Face à une question sensible, plusieurs stratégies ou
plus prosaïquement plusieurs tactiques sont envisageables,
qui peuvent être utilisées alternativement ou cumulativement.
La première consiste à lui apporter une réponse :
on peut répondre immédiatement à toute sollicitation
de l'opinion, pour tenter de couper court aux risques de mobilisation
étant entendu que cette tactique ne préserve
pas contre des sollicitations ultérieures dans le même
sens ou en sens inverse ; on peut aussi s'efforcer de la régler
au fond en en faisant l'objet d'une politique publique, de façon
à ce qu'à terme cette question disparaisse comme question
sensible.
Seconde possibilité : la question sensible est érigée
en enjeu dans l'affrontement entre les partis. Un enjeu, c'est un thème
qui non seulement mobilise et suscite des controverses, mais qui constitue
un point d'ancrage autour duquel le débat politique se structure,
qui permet à chacun des camps qui s'affrontent dans une lutte
concurrentielle de se distinguer de l'adversaire.
Il n'y a pas incompatibilité entre les deux situations que
l'on vient de décrire : une politique publique peut en effet
être elle-même constituée en enjeu de la compétition
politique. Enjeu direct, dans la mesure où les objectifs assignés
à une politique publique sont une façon de se distinguer
de ses adversaires ou de montrer à l'opinion que l'on prend en
compte, mieux que ceux-ci, ses préoccupations ; enjeu indirect
en ce sens que l'enjeu d'une politique publique, c'est l'accroissement
ou la diminution de la légitimité des gouvernants selon
qu'elle réussit ou qu'elle échoue. On relèvera
que l'enjeu d'une politique publique ne se confond pas avec l'objectif
officiellement poursuivi. Pour illustrer cette affirmation, et en anticipant
sur les analyses qui vont suivre, on peut dire que ce qui est en jeu
dans la politique actuelle de l'immigration, c'est la maîtrise
des flux migratoires ; mais que l'enjeu de cette politique, c'est
de démontrer la capacité du gouvernement à maîtriser
effectivement ces flux, à les maîtriser en tous cas mieux
que son adversaire, l'opposition devant de son côté s'efforcer
de convaincre qu'elle fera mieux que le gouvernement en place si elle
arrive au pouvoir.
Une troisième attitude consiste, à l'inverse, en une
tactique d'évitement. Le but est d'éviter précisément
de la question sensible ne se constitue en enjeu, soit parce qu'on pense
qu'on ne peut qu'y perdre sur le plan électoral, soit parce qu'on
craint qu'elle ne suscite des dérives dangereuses. Cette tactique
peut revêtir à son tour deux formes : soit on cherche
à évacuer la question du champ politique - c'est
la stratégie de l'abstention ou du silence ; soit on s'efforce
de refroidir le débat politique par la recherche d'un consensus
avec les autres forces politiques.
On peut tenter de relire toute l'histoire de la politique face à
l'immigration depuis la fin du XIXè siècle à la
lumière de cette grille d'analyse. Par « politique »

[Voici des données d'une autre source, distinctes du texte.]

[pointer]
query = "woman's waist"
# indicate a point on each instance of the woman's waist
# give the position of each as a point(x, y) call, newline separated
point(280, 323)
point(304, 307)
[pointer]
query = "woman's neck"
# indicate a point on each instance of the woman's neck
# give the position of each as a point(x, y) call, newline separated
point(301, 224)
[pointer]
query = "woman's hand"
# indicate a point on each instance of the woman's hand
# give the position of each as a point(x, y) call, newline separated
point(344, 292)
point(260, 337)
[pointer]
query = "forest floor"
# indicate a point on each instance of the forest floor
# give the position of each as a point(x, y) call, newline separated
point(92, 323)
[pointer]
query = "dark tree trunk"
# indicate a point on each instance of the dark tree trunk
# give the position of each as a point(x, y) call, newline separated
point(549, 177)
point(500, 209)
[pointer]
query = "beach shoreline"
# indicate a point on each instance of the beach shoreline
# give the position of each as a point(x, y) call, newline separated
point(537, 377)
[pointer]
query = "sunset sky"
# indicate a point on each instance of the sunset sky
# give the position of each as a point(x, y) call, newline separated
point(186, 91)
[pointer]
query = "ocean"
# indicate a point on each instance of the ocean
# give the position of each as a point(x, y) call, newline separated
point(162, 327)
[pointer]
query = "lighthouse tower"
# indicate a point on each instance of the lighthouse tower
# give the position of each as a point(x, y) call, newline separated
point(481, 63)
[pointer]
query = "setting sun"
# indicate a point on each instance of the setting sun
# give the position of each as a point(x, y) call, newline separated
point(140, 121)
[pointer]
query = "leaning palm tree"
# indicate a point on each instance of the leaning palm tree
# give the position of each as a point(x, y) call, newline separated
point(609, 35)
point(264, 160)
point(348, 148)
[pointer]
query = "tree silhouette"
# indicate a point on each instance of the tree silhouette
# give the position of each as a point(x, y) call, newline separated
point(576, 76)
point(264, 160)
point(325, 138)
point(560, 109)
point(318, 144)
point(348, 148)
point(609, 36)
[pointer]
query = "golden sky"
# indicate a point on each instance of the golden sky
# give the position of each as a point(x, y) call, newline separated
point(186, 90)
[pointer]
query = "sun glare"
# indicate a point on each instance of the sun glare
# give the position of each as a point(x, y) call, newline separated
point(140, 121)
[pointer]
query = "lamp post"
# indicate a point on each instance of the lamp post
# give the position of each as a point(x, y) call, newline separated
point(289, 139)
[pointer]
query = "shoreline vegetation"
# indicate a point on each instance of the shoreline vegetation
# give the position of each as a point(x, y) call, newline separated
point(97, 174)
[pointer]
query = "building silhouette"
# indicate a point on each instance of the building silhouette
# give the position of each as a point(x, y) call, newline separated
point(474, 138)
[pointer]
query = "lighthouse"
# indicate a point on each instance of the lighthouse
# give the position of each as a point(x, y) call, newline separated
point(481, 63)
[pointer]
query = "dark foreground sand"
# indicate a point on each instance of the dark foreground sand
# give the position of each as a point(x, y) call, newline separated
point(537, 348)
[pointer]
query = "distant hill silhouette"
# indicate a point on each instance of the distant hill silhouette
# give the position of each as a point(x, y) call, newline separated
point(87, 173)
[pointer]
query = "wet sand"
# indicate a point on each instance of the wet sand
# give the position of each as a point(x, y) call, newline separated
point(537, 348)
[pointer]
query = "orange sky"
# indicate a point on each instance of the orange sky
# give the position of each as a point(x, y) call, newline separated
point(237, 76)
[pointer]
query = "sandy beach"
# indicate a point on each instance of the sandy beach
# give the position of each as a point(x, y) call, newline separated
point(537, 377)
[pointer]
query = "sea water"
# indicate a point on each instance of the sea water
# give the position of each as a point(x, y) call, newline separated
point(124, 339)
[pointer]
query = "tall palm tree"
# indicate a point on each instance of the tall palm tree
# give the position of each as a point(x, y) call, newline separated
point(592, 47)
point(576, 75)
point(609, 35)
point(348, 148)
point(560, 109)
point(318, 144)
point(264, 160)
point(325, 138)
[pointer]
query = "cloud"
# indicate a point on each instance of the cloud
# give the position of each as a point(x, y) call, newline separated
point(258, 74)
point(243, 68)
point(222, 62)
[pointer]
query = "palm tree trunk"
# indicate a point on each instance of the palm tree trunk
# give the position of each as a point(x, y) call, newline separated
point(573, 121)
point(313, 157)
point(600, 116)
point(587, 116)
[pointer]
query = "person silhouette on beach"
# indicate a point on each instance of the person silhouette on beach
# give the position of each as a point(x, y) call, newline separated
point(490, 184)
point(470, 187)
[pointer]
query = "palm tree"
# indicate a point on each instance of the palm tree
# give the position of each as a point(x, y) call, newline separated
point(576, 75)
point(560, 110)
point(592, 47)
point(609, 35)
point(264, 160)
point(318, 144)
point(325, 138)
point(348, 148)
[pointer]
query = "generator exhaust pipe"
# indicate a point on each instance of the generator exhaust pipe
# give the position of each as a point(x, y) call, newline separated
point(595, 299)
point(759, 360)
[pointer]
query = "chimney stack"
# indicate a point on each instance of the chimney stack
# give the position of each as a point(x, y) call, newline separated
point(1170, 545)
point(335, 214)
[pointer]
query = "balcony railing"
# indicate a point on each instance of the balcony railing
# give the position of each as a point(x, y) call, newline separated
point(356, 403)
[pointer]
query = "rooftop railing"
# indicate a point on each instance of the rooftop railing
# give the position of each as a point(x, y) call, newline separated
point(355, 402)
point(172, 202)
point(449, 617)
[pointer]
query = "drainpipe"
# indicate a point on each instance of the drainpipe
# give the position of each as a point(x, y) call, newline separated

on entendra aussi bien les politiques publiques (policies) que
les luttes politiques (politics), et autant les discours que
les mesures adoptées ou les pratiques.
1880-1940
Durant toute la IIIè République, il n'existe pas à
proprement parler de politique publique en matière d'immigration.
La question n'en apparaît pas moins sur le devant de la scène
politique où elle émerge comme question sensible, d'abord
de façon sporadique, puis de façon permanente.
La dictature de l'opinion
Jusqu'à la premier guerre mondiale, la question des étrangers
est surtout posée dans des circonstances de crise économique
ou d'agitation politique. Les pouvoirs publics cèdent alors volontiers
aux emportements de l'opinion en adoptant des mesures propres à
la calmer, sans craindre d'en conforter les tendances xénophobes.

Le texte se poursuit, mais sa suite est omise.